第73期ALSOK杯王将戦(毎日新聞社、スポーツニッポン新聞社、日本将棋連盟主催)は、二次予選決勝の稲葉陽八段―佐々木勇気八段戦が8月25日(金)に関西将棋会館で行われました。対局の結果、154手の熱戦を制した佐々木八段が自身初となる王将リーグ入りを果たしました。
リーグ入りを賭けて
本棋戦の二次予選は一次予選を勝ち抜いた8名にシード棋士を加えた計18名を6人トーナメントに分け、これを勝ち抜いた3名が挑戦者決定リーグに入るもの。これまでに菅井竜也八段がリーグ入りを決めています。振り駒が行われた本局は、先手となった稲葉八段が角換わり腰掛け銀の定跡形に誘導して幕を開けました。
仕掛けをめぐる間合いの計り合いが続いたのち、稲葉八段が4筋の歩をぶつけて戦いが始まります。これによってできた空間に自陣角を打ったのはこの角のにらみで盤面全体を支配する狙いですが、一方の後手の佐々木八段もこれを許さじとすぐに反発。

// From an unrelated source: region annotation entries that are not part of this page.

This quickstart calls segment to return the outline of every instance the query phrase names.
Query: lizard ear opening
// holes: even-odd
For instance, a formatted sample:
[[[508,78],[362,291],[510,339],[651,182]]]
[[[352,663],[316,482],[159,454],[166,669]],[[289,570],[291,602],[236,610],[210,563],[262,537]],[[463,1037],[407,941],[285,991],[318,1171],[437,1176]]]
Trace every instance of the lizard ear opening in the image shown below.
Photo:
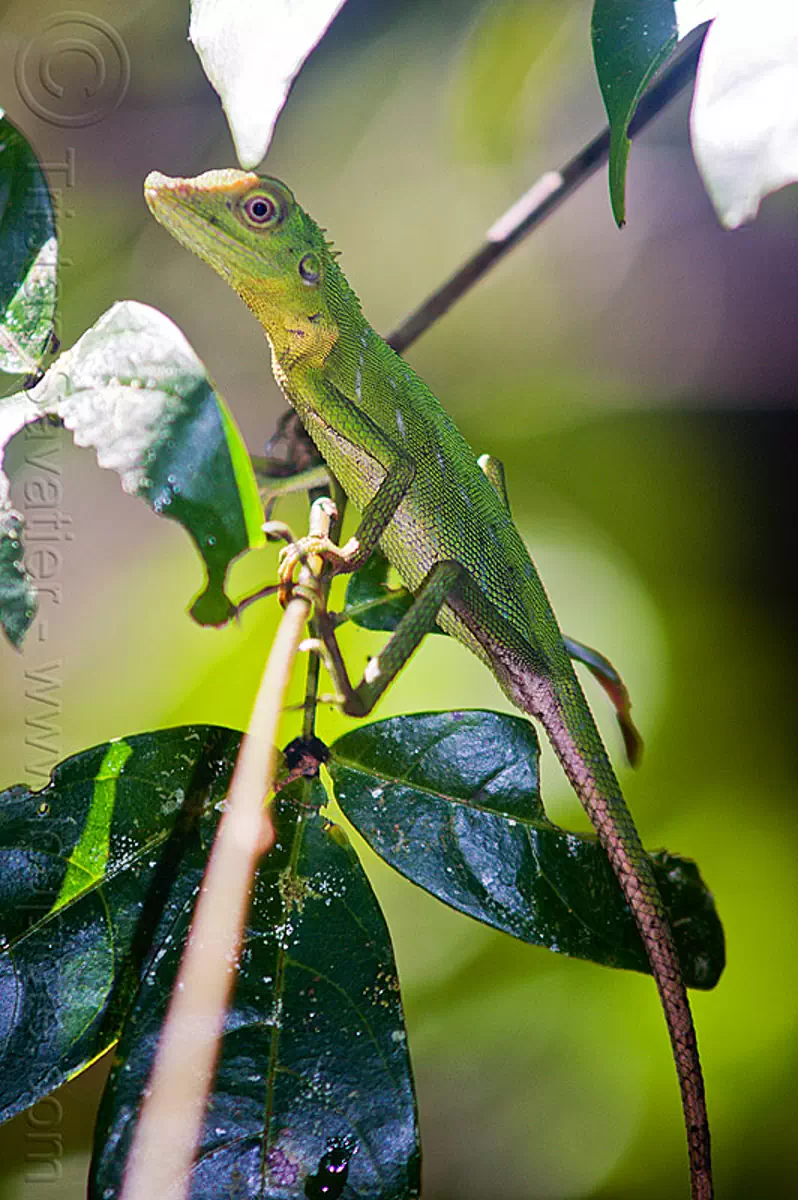
[[[322,264],[317,254],[304,254],[299,260],[299,275],[302,283],[313,287],[322,278]]]

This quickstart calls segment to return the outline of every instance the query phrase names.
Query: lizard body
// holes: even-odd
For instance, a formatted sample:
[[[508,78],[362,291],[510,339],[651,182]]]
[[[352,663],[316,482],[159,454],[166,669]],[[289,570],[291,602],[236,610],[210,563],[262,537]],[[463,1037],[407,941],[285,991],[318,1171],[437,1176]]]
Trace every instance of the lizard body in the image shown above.
[[[703,1079],[662,900],[499,485],[426,384],[371,328],[323,230],[283,184],[239,170],[197,179],[152,173],[145,194],[156,218],[253,311],[277,382],[361,512],[347,546],[314,548],[337,570],[354,570],[379,544],[416,595],[348,710],[368,712],[437,620],[544,726],[646,946],[679,1076],[692,1196],[709,1200]]]

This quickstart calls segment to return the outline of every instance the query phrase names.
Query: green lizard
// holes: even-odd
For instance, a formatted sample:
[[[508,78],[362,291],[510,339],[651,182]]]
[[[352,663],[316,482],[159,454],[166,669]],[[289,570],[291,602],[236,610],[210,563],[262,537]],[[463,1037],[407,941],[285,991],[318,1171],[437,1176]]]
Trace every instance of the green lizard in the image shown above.
[[[437,622],[546,730],[646,946],[679,1076],[692,1198],[708,1200],[703,1078],[667,917],[569,647],[509,514],[500,469],[492,460],[480,467],[428,388],[374,332],[323,230],[284,184],[240,170],[197,179],[152,172],[144,190],[154,216],[256,314],[280,386],[360,510],[344,546],[307,538],[288,546],[283,584],[308,552],[323,553],[335,571],[353,571],[379,545],[414,594],[356,688],[329,638],[344,709],[370,712]]]

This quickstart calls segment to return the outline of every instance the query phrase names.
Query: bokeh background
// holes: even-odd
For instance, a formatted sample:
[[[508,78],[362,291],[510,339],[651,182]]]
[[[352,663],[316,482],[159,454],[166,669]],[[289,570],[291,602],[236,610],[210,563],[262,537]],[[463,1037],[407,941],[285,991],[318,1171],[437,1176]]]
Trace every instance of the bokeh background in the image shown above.
[[[283,404],[253,319],[150,220],[142,180],[233,164],[221,108],[186,40],[182,0],[90,0],[121,36],[131,85],[89,127],[25,103],[20,48],[55,4],[0,19],[0,103],[52,167],[62,230],[61,337],[116,299],[186,331],[253,449]],[[390,330],[545,169],[602,125],[586,0],[349,0],[302,72],[266,169],[343,251]],[[65,88],[91,65],[64,54]],[[89,73],[89,74],[88,74]],[[514,511],[564,628],[622,668],[647,740],[622,781],[646,842],[696,858],[728,965],[694,996],[719,1195],[792,1194],[796,1043],[794,450],[798,194],[722,232],[702,191],[683,96],[636,143],[629,223],[590,181],[409,353],[472,444],[505,461]],[[58,168],[67,152],[72,178]],[[11,452],[14,485],[25,446]],[[186,721],[242,726],[276,606],[200,630],[184,533],[122,494],[66,439],[71,518],[46,637],[0,646],[0,782],[113,736]],[[299,527],[299,502],[283,516]],[[70,533],[68,540],[66,533]],[[274,576],[268,551],[233,590]],[[364,641],[365,637],[365,641]],[[356,634],[362,660],[379,638]],[[32,751],[30,672],[58,679]],[[301,676],[301,672],[298,672]],[[294,698],[299,697],[299,684]],[[619,738],[595,688],[602,727]],[[434,638],[378,715],[506,708],[480,664]],[[343,721],[323,715],[334,737]],[[298,718],[286,719],[286,740]],[[40,774],[36,774],[38,772]],[[551,815],[584,820],[551,756]],[[686,1194],[674,1073],[650,979],[559,959],[460,917],[364,854],[392,931],[425,1151],[426,1200]],[[49,1110],[62,1172],[47,1178],[26,1116],[0,1129],[0,1200],[85,1188],[107,1066]]]

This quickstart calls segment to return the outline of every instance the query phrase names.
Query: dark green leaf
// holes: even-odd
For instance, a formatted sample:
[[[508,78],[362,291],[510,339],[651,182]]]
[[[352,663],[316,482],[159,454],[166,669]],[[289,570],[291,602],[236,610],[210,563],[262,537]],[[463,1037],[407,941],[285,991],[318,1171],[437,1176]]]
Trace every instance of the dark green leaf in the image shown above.
[[[427,713],[360,726],[331,746],[336,798],[402,875],[514,937],[648,971],[598,841],[552,824],[533,727],[499,713]],[[654,857],[686,982],[712,988],[724,938],[692,863]]]
[[[53,332],[56,262],[44,174],[0,109],[0,371],[38,371]]]
[[[148,305],[115,304],[30,396],[94,446],[125,491],[191,534],[208,571],[192,616],[228,620],[227,571],[264,544],[263,510],[241,434],[178,326]]]
[[[0,796],[0,1121],[119,1037],[191,907],[240,734],[110,742]]]
[[[404,1200],[419,1193],[419,1150],[388,930],[344,834],[318,815],[318,781],[292,794],[304,803],[276,805],[278,842],[256,878],[190,1196],[322,1196],[319,1166],[342,1151],[343,1195]],[[97,1124],[95,1200],[119,1194],[190,916],[126,1024]]]
[[[23,563],[22,517],[0,509],[0,625],[19,648],[36,613],[36,588]]]
[[[625,221],[626,130],[637,101],[678,41],[673,0],[595,0],[593,56],[610,119],[610,198]]]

数で足りない6筋に桂を跳ねて銀交換を挑んだのがその手始めです。
佐々木八段が二転三転の終盤制す
手番を得た佐々木八段は先手陣に角を打ち込んで攻撃を続行。稲葉八段がこの金取りを手抜いて攻め合いで応じた結果、局面は一触即発の終盤戦に突入します。盤面全体を使った押し引きが続いたのち形勢をリードしたのは先手の稲葉八段でした。駒の損得はほぼ互角ながら自陣四段目に逃げ出した稲葉玉にはすぐの寄り筋がありません。

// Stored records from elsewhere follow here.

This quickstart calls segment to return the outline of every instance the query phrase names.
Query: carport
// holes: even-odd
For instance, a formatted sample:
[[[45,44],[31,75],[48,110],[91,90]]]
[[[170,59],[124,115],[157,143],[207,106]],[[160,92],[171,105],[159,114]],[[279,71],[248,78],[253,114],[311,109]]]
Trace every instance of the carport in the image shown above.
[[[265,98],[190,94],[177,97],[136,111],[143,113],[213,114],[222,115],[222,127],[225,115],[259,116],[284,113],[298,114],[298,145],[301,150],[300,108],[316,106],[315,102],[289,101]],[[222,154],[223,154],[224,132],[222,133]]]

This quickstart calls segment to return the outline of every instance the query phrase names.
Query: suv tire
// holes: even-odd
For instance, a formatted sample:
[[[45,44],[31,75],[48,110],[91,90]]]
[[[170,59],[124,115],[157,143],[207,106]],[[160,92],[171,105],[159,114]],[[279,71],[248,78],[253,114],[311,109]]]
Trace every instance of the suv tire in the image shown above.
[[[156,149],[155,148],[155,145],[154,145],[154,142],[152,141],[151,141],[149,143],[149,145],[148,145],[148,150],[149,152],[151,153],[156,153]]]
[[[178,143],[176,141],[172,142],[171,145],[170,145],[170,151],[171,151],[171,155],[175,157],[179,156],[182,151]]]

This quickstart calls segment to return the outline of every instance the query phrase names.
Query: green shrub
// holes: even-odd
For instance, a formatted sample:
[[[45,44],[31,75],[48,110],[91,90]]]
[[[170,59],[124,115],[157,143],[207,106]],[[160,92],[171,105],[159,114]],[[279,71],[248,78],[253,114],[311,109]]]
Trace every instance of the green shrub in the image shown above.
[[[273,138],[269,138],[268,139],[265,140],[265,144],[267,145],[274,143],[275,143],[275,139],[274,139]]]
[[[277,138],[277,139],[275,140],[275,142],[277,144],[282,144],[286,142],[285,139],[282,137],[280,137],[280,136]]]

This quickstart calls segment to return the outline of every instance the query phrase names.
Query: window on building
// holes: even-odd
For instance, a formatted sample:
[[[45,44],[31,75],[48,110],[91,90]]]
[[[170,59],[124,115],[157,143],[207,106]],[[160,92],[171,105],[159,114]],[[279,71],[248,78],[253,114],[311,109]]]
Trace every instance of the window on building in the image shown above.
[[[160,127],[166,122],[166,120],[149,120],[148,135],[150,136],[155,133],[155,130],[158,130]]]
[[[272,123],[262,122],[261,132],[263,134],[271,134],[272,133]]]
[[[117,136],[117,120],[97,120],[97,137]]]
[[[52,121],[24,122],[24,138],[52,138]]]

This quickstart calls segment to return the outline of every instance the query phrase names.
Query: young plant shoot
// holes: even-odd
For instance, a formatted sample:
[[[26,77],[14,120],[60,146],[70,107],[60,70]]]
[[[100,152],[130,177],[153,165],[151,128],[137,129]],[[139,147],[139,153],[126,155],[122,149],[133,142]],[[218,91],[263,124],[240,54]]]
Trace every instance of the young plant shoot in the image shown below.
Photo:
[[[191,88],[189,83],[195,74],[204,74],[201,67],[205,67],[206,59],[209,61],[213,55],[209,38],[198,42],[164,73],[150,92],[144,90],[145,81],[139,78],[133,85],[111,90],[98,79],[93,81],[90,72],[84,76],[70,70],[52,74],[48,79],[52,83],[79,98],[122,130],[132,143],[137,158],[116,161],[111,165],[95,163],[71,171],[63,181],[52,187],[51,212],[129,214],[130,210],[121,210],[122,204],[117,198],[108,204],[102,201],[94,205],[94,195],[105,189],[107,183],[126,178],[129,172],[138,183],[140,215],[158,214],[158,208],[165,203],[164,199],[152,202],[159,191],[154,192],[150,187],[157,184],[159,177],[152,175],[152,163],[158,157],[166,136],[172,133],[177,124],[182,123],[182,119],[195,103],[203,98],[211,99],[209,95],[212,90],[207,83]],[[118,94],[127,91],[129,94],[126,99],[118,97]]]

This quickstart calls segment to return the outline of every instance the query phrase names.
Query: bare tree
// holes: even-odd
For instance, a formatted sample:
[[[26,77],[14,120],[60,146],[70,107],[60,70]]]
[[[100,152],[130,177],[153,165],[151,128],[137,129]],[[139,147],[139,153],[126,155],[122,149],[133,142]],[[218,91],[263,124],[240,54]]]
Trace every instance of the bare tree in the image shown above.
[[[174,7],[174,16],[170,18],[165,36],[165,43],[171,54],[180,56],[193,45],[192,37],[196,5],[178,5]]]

後手玉に対する早い攻めもないと判断した稲葉八段は敵陣への入玉による優勢拡大を目指しますが、佐々木八段はここで勝負手を用意していました。取られそうな自陣の香を起点に銀を打って足がかりとしたのがそれで、こうなると稲葉八段の入玉も容易ではありません。その後も一手ごとに形勢が入れ替わる攻防が繰り広げられます。

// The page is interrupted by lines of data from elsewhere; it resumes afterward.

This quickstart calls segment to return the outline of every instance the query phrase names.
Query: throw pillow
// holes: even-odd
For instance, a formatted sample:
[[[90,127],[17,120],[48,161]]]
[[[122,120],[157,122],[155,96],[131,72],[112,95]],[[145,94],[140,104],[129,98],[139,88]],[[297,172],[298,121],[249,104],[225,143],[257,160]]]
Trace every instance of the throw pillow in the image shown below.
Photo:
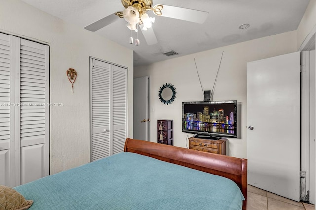
[[[33,201],[25,198],[14,189],[0,185],[0,210],[26,210]]]

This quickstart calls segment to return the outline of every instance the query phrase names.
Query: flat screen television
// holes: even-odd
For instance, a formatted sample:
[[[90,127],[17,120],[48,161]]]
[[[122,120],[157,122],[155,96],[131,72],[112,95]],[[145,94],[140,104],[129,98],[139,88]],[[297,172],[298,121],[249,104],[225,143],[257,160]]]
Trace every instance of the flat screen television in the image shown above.
[[[200,138],[237,138],[237,101],[183,102],[182,132]]]

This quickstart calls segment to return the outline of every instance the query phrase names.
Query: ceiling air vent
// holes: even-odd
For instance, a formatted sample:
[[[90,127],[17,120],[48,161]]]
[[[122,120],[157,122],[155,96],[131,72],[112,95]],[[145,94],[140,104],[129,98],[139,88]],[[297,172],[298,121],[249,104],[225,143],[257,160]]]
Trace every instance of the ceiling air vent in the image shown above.
[[[167,56],[171,56],[171,55],[178,55],[179,53],[176,53],[172,50],[170,52],[167,52],[166,53],[163,53],[163,54],[166,55]]]

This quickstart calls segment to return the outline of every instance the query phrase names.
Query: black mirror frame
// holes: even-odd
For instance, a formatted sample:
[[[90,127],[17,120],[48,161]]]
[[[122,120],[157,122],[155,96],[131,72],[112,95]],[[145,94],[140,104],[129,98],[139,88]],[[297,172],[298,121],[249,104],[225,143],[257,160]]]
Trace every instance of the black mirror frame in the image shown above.
[[[162,93],[162,91],[166,88],[169,88],[171,89],[172,91],[172,97],[169,100],[165,100],[163,98],[162,98],[162,96],[161,96],[161,94]],[[168,105],[169,104],[171,104],[172,102],[174,101],[174,99],[176,98],[176,96],[177,95],[177,92],[176,91],[176,88],[174,86],[171,84],[170,83],[166,83],[165,84],[163,85],[160,88],[160,90],[159,90],[159,99],[161,101],[163,104]]]

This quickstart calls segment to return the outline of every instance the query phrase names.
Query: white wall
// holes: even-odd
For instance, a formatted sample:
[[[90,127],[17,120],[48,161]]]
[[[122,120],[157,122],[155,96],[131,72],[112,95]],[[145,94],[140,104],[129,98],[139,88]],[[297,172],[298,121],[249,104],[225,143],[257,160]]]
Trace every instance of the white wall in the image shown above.
[[[311,0],[297,28],[297,49],[299,49],[307,35],[315,26],[316,1]]]
[[[0,1],[0,31],[50,46],[50,174],[90,161],[89,56],[127,67],[132,137],[133,51],[20,1]],[[76,70],[75,92],[66,71]]]
[[[187,134],[182,132],[182,102],[203,99],[193,59],[195,58],[203,89],[211,90],[224,51],[213,100],[238,101],[238,137],[228,138],[228,154],[246,157],[247,62],[295,52],[296,38],[296,31],[289,32],[135,67],[134,78],[147,75],[151,78],[150,141],[157,142],[157,119],[170,119],[174,120],[174,145],[187,146]],[[166,83],[174,85],[177,92],[174,102],[168,105],[161,103],[158,97],[160,87]]]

難解なねじり合いが続いたのち、最後に抜け出したのは佐々木八段でした。香を打って先手玉の進入を食い止めたのが決め手。持ち駒の銀を手放すと佐々木玉への詰み筋がなくなるため稲葉八段は手段に窮しています。終局時刻は17時5分、最後は自玉の詰みを認めた稲葉八段が投了。佐々木八段が熱戦を制して自身初となる挑戦者決定リーグ入りを決めました。
リーグ入りをめぐる残り1席は渡辺明九段と横山泰明七段の間で争われます。